Cette cellule Demeter vise à mettre tous les moyens nécessaires pour faire en sorte qu’aucune de ces atteintes au monde agricole ne soit impunie“, a déclaré le ministre à Saint-Pabu, dans le Finistère, aux côtés des représentants des syndicats agricoles FNSEA et Jeunes Agriculteurs.

Des enquêtes avaient lieu dans telle ou telle commune, mais sans être forcément coordonnées. J’ai demandé que l’anti-spécisme soit un des axes prioritaires du renseignement“, a-t-il ajouté. “Et nous allons renforcer les moyens dans le monde judiciaire, en coordonnant au niveau national, afin de lier des faits qui peuvent apparaitre non liés, pour ensuite constituer des associations de malfaiteurs sur lesquelles nous devons enquêter.

Cette année, plus de 1000 actions de militants anti-spécistes ont été recensées, selon les gendarmes. “Il y a cette prétention à être des Robin des bois qui s’affranchit de la loi au nom du respect de sa propre volonté. Oui, on peut être végétarien, mais on n’a pas le droit d’imposer à quiconque son propre choix“, a estimé le ministre.

Les extrémistes écolos dingos retournent le problème. Plutôt que de leurs actions nuisibles et contraires à la loi, ils préfèrent sortir l’argument larmoyant du soi-disant bien-être animal qui serait le critère ultime.

L’association Eau et Rivières de Bretagne ose parler des “infractions constatées par les militants lors des intrusions dans les élevages” lors de leurs action violentes, par exemple, en termes de maltraitance animale.

Si la méthode est discutable, ces vidéos ne montrent-elles pas des infractions qui devraient être sanctionnées par la loi?“, a interrogé l’association.

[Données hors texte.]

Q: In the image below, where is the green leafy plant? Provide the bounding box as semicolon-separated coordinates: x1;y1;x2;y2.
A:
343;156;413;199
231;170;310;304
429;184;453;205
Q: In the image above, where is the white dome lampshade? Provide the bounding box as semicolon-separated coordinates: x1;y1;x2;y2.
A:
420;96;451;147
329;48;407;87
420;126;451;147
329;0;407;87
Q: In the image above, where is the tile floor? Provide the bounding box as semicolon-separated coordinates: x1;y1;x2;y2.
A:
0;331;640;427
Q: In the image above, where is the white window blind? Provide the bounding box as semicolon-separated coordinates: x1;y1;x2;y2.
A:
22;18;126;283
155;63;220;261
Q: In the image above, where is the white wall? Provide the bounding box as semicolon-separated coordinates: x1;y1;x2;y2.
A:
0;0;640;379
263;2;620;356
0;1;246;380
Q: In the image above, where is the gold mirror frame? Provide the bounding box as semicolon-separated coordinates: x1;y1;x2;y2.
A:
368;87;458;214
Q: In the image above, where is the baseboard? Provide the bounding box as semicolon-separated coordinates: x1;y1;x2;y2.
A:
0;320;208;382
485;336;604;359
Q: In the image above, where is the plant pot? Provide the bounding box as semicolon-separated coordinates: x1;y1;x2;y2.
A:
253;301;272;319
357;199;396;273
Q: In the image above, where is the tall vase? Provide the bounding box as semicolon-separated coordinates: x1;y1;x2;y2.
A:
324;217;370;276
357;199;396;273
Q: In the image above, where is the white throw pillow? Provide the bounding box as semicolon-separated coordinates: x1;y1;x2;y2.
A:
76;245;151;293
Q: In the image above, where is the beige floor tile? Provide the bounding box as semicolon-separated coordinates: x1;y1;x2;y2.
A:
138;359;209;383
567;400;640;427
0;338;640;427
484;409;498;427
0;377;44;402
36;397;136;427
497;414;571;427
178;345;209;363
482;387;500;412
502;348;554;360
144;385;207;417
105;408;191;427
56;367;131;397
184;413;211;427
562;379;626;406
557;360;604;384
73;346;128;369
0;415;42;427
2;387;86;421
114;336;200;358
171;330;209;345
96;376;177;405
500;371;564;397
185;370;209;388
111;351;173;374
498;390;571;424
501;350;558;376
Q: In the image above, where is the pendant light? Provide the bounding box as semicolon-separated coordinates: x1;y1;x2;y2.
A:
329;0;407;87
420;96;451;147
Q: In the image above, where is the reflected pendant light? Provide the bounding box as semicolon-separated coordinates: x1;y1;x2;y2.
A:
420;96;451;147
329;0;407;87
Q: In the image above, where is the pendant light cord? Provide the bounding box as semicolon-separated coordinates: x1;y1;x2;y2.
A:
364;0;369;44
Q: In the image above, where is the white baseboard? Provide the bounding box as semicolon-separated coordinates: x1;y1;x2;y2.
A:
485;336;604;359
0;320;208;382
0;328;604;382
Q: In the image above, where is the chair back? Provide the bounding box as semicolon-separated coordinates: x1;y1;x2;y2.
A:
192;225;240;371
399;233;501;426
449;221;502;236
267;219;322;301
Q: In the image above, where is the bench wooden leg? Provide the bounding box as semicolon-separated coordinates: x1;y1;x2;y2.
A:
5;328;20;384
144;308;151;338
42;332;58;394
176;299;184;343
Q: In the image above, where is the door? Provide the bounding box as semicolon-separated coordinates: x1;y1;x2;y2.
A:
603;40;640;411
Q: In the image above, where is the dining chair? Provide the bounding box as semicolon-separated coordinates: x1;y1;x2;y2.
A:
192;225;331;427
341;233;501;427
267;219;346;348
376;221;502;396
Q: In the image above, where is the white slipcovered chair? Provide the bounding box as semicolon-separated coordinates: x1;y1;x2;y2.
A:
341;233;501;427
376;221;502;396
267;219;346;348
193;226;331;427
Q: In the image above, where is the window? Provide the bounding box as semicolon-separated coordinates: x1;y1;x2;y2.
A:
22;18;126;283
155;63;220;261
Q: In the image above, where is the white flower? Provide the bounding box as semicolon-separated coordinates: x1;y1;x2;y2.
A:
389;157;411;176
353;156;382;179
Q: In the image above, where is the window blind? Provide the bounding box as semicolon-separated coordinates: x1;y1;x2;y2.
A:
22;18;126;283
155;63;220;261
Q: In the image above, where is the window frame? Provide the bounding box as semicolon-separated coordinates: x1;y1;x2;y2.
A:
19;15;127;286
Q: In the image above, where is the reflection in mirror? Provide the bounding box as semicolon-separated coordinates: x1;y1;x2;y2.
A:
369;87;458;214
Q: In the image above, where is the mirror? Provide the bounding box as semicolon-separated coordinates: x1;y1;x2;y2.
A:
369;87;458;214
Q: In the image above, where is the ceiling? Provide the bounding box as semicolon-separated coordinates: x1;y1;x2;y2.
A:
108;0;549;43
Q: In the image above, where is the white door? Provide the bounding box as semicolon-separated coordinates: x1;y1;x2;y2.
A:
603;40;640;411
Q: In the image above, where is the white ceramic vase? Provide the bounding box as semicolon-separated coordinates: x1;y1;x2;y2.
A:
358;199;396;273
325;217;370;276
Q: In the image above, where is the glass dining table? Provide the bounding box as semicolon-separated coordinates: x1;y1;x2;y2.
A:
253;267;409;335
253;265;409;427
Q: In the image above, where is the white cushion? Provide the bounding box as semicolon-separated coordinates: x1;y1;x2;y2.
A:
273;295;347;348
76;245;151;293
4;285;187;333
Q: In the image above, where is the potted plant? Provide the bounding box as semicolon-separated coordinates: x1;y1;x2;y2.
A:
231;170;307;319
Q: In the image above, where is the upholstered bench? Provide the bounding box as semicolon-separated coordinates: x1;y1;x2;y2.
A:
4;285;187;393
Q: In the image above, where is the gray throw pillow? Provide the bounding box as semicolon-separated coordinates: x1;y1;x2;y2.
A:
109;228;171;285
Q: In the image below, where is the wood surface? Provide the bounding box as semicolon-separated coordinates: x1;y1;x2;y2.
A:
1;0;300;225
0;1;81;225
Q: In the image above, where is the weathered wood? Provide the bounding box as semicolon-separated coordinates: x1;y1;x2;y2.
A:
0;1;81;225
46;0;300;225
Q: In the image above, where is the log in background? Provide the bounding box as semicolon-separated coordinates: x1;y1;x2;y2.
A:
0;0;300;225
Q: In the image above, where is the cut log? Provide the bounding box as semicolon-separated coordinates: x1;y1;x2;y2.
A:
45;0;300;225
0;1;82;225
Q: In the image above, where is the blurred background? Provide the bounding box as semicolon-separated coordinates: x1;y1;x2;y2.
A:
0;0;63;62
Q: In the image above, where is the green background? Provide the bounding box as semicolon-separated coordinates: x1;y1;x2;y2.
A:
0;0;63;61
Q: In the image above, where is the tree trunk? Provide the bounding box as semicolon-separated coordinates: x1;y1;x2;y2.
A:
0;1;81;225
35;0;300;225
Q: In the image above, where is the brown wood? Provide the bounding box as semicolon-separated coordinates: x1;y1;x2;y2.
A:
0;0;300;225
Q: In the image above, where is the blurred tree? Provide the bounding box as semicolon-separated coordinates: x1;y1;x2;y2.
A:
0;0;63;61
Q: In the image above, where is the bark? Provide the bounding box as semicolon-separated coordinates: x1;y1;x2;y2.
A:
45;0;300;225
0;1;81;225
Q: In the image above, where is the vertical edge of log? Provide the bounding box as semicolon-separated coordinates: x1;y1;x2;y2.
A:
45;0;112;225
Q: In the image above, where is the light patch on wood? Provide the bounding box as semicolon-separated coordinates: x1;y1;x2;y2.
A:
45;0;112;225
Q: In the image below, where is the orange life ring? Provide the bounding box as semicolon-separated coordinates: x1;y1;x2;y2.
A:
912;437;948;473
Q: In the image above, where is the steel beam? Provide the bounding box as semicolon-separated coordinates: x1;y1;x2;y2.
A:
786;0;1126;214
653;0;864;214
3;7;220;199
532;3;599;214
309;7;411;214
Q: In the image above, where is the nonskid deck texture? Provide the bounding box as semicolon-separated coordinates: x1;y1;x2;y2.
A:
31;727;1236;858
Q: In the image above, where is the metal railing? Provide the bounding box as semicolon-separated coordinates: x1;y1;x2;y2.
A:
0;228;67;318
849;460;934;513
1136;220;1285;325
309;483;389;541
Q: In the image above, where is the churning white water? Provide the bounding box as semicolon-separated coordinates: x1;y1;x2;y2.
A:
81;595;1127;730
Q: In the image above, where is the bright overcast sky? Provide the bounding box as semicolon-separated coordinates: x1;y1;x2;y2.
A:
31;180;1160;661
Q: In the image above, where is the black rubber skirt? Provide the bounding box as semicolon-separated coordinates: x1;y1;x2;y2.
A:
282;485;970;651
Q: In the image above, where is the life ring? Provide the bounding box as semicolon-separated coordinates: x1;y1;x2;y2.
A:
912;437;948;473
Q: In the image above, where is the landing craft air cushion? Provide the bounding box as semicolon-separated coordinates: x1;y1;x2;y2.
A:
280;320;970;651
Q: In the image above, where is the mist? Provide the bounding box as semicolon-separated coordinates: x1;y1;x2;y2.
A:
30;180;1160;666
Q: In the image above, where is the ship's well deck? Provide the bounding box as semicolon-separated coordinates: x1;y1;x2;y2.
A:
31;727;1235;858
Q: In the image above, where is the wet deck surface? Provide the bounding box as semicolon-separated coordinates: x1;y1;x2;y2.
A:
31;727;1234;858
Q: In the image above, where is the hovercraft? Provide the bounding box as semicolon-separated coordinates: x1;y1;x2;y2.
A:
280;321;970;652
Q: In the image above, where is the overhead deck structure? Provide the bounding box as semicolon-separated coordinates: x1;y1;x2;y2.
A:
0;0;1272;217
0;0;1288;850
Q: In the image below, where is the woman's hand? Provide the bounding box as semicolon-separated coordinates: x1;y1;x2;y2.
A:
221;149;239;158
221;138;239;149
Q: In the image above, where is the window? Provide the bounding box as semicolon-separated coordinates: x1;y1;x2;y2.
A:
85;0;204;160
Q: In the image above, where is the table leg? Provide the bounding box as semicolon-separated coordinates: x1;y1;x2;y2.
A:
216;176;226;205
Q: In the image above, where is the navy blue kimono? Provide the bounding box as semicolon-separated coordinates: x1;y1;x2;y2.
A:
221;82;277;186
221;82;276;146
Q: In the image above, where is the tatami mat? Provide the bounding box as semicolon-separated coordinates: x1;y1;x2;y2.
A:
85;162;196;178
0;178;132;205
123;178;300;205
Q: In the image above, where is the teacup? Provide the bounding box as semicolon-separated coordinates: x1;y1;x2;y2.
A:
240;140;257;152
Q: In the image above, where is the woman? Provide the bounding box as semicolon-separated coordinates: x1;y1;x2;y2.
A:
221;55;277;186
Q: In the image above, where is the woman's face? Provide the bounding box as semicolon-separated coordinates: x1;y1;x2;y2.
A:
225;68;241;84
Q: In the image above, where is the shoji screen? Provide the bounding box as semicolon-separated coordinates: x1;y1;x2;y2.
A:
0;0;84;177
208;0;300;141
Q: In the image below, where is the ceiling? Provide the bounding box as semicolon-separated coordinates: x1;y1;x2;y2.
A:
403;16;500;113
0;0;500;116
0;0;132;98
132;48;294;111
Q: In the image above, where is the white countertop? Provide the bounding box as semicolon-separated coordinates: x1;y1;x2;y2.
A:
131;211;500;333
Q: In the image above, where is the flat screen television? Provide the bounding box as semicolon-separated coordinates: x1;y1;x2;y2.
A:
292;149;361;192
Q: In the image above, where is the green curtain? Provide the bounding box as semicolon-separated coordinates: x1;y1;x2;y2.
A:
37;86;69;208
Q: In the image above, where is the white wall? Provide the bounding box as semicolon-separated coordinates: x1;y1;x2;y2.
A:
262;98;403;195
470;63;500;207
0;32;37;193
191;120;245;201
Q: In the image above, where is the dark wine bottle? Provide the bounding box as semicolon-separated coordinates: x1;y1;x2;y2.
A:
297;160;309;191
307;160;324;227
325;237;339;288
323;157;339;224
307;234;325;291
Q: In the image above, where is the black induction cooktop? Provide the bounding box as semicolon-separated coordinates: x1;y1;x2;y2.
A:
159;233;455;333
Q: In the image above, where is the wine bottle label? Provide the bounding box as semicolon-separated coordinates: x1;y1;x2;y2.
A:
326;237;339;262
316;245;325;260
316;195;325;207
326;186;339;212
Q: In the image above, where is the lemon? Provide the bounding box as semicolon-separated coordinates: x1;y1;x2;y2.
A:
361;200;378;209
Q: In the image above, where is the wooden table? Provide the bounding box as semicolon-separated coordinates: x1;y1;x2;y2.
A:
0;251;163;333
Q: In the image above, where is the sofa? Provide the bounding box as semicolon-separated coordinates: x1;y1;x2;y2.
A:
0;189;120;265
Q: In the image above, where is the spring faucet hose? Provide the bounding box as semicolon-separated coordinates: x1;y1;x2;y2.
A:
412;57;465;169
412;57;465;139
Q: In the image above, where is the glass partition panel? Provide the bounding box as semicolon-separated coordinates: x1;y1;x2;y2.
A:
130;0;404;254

En clair, le fait que les poules et les vaches n’habitent pas dans des chambres trois étoiles climatisées justifie des attaques commando et des destructions de biens.

L’agribashing masque les réels problèmes posés par le modèle agricole industriel“, estime Eau et Rivières de Bretagne. “L’avenir n’est pas au repli ni à la fermeture mais au dialogue et à la transparence. C’est à cette seule condition que pourra se rétablir la nécessaire confiance entre les consommateurs et les éleveurs“, ajoute l’association.